Dáil debates

Wednesday, 2 December 2020

Pay for Student Nurses and Midwives: Motion [Private Members]

 

10:50 am

Photo of Donnchadh Ó LaoghaireDonnchadh Ó Laoghaire (Cork South Central, Sinn Fein) | Oireachtas source

If nurses could be paid in applause and lip service, they would be truly wealthy. The fact is that they cannot. Lip service and applause does not put food on the table, clothe a family or pay the rent. We can call them heroes and thank them for all the wonderful work they do. Unless progress is made on these issues, however, then they are entitled to feel aggrieved.

The allowances some student nurses get vary wildly depending on their university, college or hospital.
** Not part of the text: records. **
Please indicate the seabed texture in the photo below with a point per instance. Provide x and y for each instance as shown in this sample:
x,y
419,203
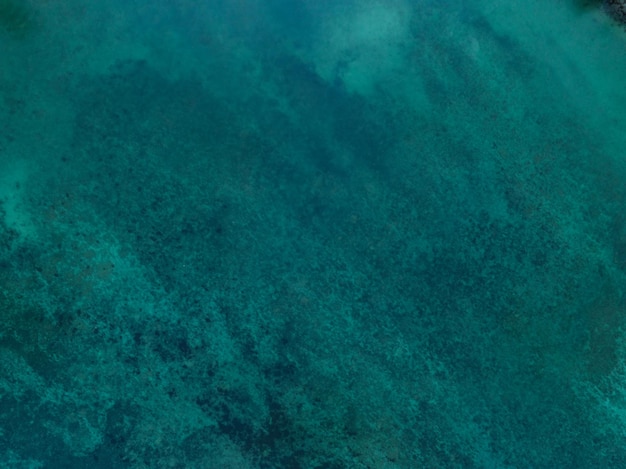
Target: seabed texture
x,y
361,234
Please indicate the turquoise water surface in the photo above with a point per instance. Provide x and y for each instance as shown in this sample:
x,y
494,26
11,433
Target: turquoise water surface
x,y
312,234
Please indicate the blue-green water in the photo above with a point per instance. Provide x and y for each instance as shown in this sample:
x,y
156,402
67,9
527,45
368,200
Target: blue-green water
x,y
312,234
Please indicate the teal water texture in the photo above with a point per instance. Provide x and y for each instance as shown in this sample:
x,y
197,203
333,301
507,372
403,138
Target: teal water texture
x,y
297,234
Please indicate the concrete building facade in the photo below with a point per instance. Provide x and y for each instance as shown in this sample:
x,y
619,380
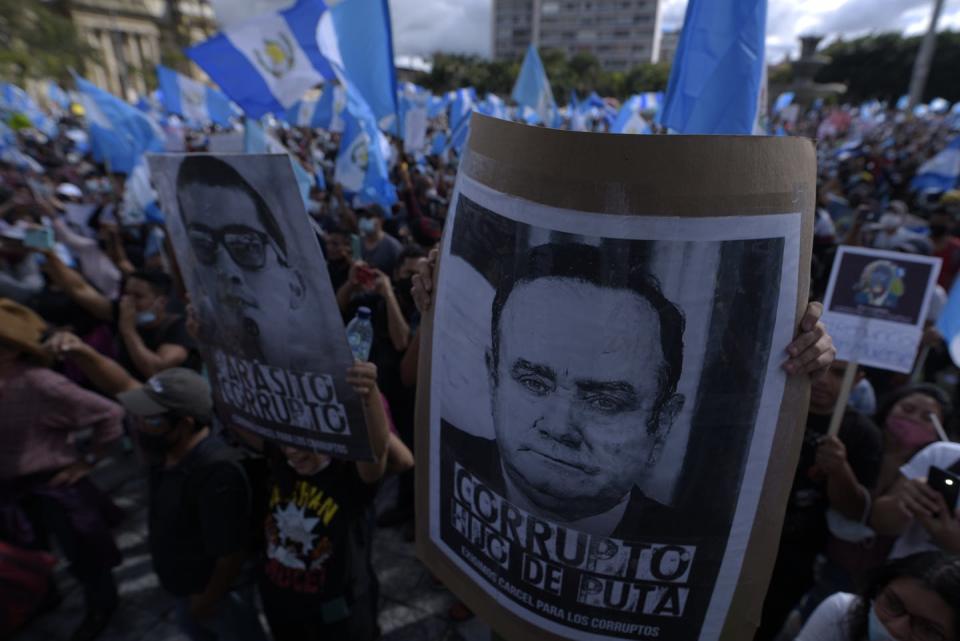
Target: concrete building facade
x,y
130,37
620,33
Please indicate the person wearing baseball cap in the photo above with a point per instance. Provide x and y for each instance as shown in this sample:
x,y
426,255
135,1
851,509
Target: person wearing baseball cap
x,y
199,506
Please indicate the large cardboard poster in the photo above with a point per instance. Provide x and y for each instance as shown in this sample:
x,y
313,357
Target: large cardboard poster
x,y
604,401
876,305
273,338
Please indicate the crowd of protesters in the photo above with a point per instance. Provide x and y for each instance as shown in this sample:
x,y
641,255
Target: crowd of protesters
x,y
99,353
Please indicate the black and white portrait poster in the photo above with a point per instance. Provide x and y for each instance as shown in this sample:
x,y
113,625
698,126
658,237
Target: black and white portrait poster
x,y
876,305
272,335
605,390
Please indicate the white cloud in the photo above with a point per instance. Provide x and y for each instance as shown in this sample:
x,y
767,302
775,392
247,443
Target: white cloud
x,y
425,26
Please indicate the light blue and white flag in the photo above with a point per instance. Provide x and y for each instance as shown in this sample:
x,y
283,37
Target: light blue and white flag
x,y
939,105
16,100
948,323
193,100
783,101
439,143
325,112
461,104
361,166
459,134
436,106
413,116
718,70
940,173
269,62
58,96
256,140
532,88
493,106
629,120
356,35
119,133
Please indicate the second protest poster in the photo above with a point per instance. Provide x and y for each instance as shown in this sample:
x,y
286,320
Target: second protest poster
x,y
603,420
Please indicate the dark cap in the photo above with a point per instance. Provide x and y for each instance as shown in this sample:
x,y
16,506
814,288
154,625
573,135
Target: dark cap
x,y
177,390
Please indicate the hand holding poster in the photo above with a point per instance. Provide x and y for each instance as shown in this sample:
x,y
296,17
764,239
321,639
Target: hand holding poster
x,y
600,393
272,335
876,305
One nurse got in contact with us to say that her placement in St. Vincent's hospital was €22.70 a week, 62 cent per hour worked. It does not even remotely cover her transport costs, not to mind enough to keep herself.

11 o’clock

In the final year of a nursing qualification, student nurses must go on a paid internship. The wage of that internship stood last year at €14 per hour, matching that of the healthcare assistant role. This year the wage has reduced. In the year of Covid-19 it has reduced to €9.48, which is below the minimum wage. One student has been in contact with us to say that:

We are not just students, we are fully integrated into our placements, and despite being a student every patient that I have ever met has called me 'nurse'. One can be sure that this is replicated right across the system. To my patient I am more than just a student, but to our Government I am no more than that.
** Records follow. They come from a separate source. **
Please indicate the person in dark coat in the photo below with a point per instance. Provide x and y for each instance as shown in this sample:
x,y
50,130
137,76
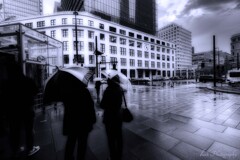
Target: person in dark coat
x,y
111,103
79,117
19,96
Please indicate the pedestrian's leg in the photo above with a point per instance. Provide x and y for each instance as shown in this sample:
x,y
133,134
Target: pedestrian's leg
x,y
29,121
82,146
70,146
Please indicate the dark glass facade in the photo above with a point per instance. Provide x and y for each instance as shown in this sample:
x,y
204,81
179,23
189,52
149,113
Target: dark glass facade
x,y
137,14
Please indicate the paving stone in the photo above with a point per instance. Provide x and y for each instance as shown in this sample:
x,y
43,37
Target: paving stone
x,y
233,131
224,151
231,123
160,139
192,139
186,151
220,137
149,151
200,123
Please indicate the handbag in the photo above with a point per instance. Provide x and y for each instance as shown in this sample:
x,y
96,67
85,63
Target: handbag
x,y
125,112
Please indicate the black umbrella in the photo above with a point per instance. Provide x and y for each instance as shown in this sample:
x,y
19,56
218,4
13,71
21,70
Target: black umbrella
x,y
65,82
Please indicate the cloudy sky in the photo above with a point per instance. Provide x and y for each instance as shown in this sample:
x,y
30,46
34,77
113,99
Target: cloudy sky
x,y
204,18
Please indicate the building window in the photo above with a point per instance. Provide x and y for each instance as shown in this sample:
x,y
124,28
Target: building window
x,y
152,64
102,48
101,26
163,65
64,32
152,47
123,32
146,64
130,34
152,56
79,21
132,62
131,43
65,45
91,59
139,53
80,45
139,45
163,50
102,36
91,34
168,58
122,41
41,24
122,51
131,52
53,22
139,36
113,39
90,46
123,61
66,59
146,54
64,20
28,25
113,59
53,34
112,29
139,63
163,57
113,49
90,23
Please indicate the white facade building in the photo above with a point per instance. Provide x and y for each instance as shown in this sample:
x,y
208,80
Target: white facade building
x,y
183,40
137,54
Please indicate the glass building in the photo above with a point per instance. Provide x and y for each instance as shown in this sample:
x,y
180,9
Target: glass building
x,y
137,14
11,9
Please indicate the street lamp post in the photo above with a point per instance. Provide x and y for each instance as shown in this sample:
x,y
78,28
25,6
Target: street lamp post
x,y
76,35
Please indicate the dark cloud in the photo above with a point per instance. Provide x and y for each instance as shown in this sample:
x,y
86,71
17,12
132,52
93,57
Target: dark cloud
x,y
209,5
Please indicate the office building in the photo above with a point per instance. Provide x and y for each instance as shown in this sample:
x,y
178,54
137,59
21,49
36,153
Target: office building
x,y
183,41
235,50
135,53
137,14
12,9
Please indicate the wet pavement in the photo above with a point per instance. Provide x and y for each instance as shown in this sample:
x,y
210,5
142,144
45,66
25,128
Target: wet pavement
x,y
187,121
Nurses are leaving the country when they graduate and this is another thing. Aside from the rights and wrongs of this, which are profound and very obvious, there is the foolishness of this. There is a global shortage of nurses, and Ireland has some of the best qualified nurses in the world. They are of a very high standard. Is it any wonder that they are going to the Middle East, Australia, Canada or wherever they are going at this time when they are treated this way? Not only is this profoundly wrong and not only is this making it far more difficult for people from a background where they do not have money to try to qualify as a nurse, it is profoundly foolish and stupid. It is costing us in the long run. We are losing some of the best nurses in the world because we are treating them poorly and we show them no gratitude. Is it any wonder that they are not staying here? We need to address that for the nurses and for their families, and we need to address it for everyone in this country too.